Tout d'abord, il est important de reconnaître que l'IA est conçue pour compléter le travail des professionnels de la santé plutôt que de le remplacer. En employant l'IA pour automatiser des tâches routinières telles que la gestion des dossiers médicaux ou l'analyse de données, les professionnels de la santé pourraient se concentrer davantage sur des tâches complexes et axées sur les patients, renforçant ainsi la qualité des soins.

De plus, des programmes de formation continue et de reconversion professionnelle sont mis en place pour permettre aux professionnels de la santé de développer les compétences nécessaires pour travailler de manière synergique avec les technologies d'IA. Ces programmes visent à assurer une adaptation constante aux avancées technologiques et à favoriser une collaboration efficace entre l'homme et la machine dans le domaine de la santé.

Par ailleurs, les autorités sanitaires collaborent avec des experts en éthique et en législation pour établir des cadres réglementaires appropriés qui encadrent l'utilisation de l'IA dans la pratique médicale. Ces réglementations visent à garantir la transparence, l'équité et la responsabilité dans l'adoption de l'IA, tout en protégeant les droits des professionnels de la santé et des patients.

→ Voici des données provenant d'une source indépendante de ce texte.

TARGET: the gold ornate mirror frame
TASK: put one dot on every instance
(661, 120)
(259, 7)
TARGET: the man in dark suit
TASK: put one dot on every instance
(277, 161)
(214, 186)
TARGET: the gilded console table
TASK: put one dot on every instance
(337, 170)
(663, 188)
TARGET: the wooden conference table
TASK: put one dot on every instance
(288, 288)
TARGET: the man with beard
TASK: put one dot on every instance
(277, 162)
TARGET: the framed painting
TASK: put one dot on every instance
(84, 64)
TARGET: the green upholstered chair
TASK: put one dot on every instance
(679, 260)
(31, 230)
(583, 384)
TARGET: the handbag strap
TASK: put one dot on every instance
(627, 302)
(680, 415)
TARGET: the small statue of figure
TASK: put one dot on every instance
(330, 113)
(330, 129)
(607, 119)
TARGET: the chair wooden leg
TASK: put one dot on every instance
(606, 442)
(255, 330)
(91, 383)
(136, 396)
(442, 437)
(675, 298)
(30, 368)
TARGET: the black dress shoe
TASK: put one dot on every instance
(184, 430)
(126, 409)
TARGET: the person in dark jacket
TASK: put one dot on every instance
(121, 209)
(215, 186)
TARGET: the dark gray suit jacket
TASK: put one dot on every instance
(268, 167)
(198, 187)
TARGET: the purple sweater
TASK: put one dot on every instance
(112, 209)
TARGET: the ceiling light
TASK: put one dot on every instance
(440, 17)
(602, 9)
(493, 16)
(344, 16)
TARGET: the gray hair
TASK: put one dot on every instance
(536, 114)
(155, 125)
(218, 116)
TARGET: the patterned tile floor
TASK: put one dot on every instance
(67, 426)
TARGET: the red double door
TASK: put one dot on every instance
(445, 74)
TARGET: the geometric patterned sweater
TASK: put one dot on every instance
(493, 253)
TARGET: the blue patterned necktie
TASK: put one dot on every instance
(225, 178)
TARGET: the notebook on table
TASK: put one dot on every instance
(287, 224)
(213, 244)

Enfin, des initiatives sont mises en place pour promouvoir une culture de confiance et d'acceptation de l'IA au sein de la communauté médicale. Des campagnes de sensibilisation sont menées pour informer les professionnels de la santé sur les avantages de l'IA, tout en encourageant un dialogue ouvert sur les enjeux éthiques et sociétaux liés à son utilisation dans le domaine de la santé.

Ainsi, ces mesures actives visent à atténuer les craintes liées à l'impact de l'IA sur l'emploi dans le secteur de la santé, en favorisant une transition équilibrée vers un écosystème médical soutenu par l'IA.